Sorry for the seemingly daft question. But I keep seeing people saying that if you use cloudflare tunnels with “auth enabled”, then it can prevent the companion app working.
How exactly is “auth” enabled in the Cloudflare dashboard? Basically, I’m not sure whether I’ve enabled “auth” or not, and would like to check. How would I know if “auth” is enabled?
I was following this tutorial but i get to a point i didn’t understand. To validate a certificate to login you have to setup rootCA to use against client certificate. Without rootCA setup properly cloudflare is basically let access everybody or nobody (based on allow or block mTLS rule). If you can access your ha instance everybody can do it following this tutorial. To setup certificate verification as Zero Trust app policy you need to setup Access>Service Auth>Mutual TLS add cert in the options and submit your rootCA. As this last options is under the enterprise paid plan, and I think almost nobody here is paying for that just to access HA, and because it is not explained in the tutorial it looks to me that everybody set free access to their HA login.
Moreover WAF rules should act like Layer 1 protection you have to cross to get to Layer 2 (Zero Trust). To be true if i follow the tutorial but i set up policies on zero trust about valid certificate as “include” it just skip to the next rule for login (google and OTP in my case). Documentation in cloudflare write that “bypass” and “service auth” policies are executed before every else rule, so the proof is to set email address verification as sencon policy and see if you still get to HA login page. In my case it never worked!
Please if I’m wrong give me some explanation
I tried following the tutorial but I cannot get zero trust application for the certificate to work. The website also just shows access forbidden. This error occurs on Windows and Android Thoughts?

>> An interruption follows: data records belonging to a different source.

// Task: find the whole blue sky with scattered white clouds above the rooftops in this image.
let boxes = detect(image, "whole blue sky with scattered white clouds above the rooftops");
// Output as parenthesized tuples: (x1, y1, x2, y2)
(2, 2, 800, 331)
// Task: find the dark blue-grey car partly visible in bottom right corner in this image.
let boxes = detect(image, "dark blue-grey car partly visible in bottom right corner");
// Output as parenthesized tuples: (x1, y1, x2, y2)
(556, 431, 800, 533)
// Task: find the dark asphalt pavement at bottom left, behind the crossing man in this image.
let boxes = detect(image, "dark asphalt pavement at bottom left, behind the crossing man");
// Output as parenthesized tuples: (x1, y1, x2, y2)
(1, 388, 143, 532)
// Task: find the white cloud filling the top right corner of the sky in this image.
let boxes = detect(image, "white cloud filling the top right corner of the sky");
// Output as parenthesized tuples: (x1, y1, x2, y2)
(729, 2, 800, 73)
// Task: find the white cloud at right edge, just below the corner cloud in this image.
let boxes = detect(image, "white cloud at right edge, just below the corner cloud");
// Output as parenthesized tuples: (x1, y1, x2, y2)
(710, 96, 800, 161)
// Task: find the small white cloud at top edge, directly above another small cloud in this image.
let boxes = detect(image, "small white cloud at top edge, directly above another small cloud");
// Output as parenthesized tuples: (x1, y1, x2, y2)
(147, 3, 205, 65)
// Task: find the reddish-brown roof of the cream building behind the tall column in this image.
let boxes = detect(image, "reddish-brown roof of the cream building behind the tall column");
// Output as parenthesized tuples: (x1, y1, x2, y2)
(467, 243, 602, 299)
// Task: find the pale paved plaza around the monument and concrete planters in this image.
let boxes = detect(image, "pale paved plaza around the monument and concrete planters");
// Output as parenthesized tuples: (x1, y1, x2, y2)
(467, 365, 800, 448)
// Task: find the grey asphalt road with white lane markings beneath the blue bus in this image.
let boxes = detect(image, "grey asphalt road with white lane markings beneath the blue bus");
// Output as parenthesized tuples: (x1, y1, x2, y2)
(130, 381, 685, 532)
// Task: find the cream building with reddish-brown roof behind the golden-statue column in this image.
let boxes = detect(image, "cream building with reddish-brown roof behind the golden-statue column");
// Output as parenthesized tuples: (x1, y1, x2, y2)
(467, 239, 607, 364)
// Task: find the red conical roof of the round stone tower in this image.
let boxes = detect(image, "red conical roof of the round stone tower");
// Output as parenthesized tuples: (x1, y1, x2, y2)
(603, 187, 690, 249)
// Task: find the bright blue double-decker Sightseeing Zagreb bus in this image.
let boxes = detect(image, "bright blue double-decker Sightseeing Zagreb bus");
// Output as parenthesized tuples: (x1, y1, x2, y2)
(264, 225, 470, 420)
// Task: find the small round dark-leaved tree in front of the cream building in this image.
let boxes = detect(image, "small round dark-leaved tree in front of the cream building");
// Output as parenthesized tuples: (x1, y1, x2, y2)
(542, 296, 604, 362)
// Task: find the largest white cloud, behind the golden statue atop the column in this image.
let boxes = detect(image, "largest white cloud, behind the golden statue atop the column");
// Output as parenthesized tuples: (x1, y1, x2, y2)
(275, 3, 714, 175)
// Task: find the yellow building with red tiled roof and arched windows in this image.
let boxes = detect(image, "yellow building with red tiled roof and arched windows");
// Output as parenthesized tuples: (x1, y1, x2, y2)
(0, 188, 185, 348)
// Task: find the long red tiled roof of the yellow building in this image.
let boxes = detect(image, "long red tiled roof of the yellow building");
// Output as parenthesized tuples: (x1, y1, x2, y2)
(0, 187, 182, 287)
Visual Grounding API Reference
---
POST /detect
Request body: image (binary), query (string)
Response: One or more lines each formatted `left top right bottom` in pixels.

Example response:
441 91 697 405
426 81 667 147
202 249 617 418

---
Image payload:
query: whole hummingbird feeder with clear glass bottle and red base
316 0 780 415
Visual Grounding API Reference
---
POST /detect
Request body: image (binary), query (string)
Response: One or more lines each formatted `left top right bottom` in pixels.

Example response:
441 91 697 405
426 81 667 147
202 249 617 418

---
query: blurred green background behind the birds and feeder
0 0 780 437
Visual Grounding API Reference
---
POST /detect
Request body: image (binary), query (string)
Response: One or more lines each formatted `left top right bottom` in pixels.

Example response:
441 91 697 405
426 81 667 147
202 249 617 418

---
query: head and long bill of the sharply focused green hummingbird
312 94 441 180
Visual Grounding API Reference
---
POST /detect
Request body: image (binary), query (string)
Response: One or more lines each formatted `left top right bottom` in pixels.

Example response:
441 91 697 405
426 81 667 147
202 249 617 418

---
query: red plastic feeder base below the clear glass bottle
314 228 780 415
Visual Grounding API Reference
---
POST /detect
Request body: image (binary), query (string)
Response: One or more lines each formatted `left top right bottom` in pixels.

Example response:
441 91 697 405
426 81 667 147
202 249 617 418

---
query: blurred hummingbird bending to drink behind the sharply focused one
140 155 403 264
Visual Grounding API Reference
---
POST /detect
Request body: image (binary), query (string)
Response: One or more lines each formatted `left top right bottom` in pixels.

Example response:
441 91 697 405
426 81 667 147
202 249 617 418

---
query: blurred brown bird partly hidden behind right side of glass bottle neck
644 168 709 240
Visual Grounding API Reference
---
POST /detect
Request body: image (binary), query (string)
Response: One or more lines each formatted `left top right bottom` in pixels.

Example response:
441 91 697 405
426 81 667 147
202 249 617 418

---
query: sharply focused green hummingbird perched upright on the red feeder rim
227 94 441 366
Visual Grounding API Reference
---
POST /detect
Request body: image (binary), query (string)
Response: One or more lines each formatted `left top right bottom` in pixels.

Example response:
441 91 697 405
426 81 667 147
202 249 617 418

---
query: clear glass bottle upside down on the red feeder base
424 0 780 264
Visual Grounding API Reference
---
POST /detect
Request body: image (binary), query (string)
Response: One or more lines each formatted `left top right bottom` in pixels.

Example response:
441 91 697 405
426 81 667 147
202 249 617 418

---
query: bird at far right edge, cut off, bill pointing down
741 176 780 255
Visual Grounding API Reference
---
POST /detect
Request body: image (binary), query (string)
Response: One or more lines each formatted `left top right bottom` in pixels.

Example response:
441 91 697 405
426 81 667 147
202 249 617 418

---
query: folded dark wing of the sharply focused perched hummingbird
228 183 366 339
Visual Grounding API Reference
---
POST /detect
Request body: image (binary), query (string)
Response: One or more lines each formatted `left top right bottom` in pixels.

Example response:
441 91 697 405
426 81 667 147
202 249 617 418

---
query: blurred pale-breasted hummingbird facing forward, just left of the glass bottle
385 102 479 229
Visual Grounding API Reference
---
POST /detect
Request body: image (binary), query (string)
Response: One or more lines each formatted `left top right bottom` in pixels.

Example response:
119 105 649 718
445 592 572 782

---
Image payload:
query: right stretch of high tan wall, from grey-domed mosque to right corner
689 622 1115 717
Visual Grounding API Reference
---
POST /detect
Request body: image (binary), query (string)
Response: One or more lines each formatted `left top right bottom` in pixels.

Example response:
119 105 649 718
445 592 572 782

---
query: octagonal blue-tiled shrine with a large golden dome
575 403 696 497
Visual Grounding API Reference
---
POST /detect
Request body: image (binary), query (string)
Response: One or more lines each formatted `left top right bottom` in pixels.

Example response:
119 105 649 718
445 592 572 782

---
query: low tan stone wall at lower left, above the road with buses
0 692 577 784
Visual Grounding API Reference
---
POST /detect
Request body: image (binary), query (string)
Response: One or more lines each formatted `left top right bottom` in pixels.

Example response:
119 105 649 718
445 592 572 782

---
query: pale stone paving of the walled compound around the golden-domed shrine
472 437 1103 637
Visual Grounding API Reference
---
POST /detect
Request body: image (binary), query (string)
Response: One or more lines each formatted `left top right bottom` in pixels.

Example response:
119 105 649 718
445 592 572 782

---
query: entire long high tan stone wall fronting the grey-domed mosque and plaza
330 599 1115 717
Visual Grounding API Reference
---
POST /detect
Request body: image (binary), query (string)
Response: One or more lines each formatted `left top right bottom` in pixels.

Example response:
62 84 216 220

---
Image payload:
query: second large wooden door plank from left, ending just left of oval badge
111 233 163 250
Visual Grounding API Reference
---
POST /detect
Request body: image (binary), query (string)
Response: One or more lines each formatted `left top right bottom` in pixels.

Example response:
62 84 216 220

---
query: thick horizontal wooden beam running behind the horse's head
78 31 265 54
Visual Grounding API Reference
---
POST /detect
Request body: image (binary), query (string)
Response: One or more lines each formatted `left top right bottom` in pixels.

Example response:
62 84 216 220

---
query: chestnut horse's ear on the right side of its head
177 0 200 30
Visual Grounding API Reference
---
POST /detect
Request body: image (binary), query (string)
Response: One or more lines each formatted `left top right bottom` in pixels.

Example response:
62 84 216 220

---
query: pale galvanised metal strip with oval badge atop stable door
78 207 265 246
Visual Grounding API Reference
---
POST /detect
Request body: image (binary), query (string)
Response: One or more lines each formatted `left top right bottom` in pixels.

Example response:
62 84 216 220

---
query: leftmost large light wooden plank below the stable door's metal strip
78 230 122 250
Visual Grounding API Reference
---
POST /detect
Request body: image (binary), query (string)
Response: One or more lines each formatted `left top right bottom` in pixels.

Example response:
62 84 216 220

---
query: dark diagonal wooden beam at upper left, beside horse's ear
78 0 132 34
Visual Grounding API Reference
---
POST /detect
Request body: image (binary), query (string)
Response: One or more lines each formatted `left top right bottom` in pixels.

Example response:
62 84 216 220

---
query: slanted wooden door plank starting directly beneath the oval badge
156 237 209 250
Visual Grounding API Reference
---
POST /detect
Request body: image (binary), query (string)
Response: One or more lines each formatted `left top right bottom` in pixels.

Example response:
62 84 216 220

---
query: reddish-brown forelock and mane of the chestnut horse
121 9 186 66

When making the group I get the following error:
If instead of the group being required its included I don’t get the error but it is still not working.
DNS is setup as follows
The non app URL works without an issue.
Hi, Yes I am with a straight tunnel with no CF Auth currently. I may look at getting something in there at some point but still trying to get a bunch of things up and running first.
Same issue for me…
This seems like a big process. Any advantage over just using zerotier?
Glorious! I was struggling for quite some time until I started poking around. I reset the entire cloudflared configuration in HA, uninstalled, deleted all related CF tunnels and applications and went from scratch.
I went with local instead of remote for the cloudflared setup, since I was thinking it might have caused some issues before. Got the web application working fine, but I was still getting 403 errors trying to connect with the app.
Tried @jakcyl 's suggestion of disabliing http/3 optimization, still the same result - no cert request from the app.
So I started digging around the SSL/TLS configuration in cloudflare, and saw the option to add a host on the client certificate page
Added my ha-app url, and immediately worked! So glad to have this working finally. Just letting folks know this is there in case maybe it’s the same issue for others.
1 Like
This has broken smartthings integration for me. sensors where not getting updated so i delted from ha and generated a new personal token and get the follwing error when adding smartthing back again.
SmartThings could not validate the webhook URL. Please ensure the webhook URL is reachable from the internet and try again.
do i need to add this webhook to clourflare?
LOVE U BRO !!! I lost many hours and this little edit save my day. Thanks.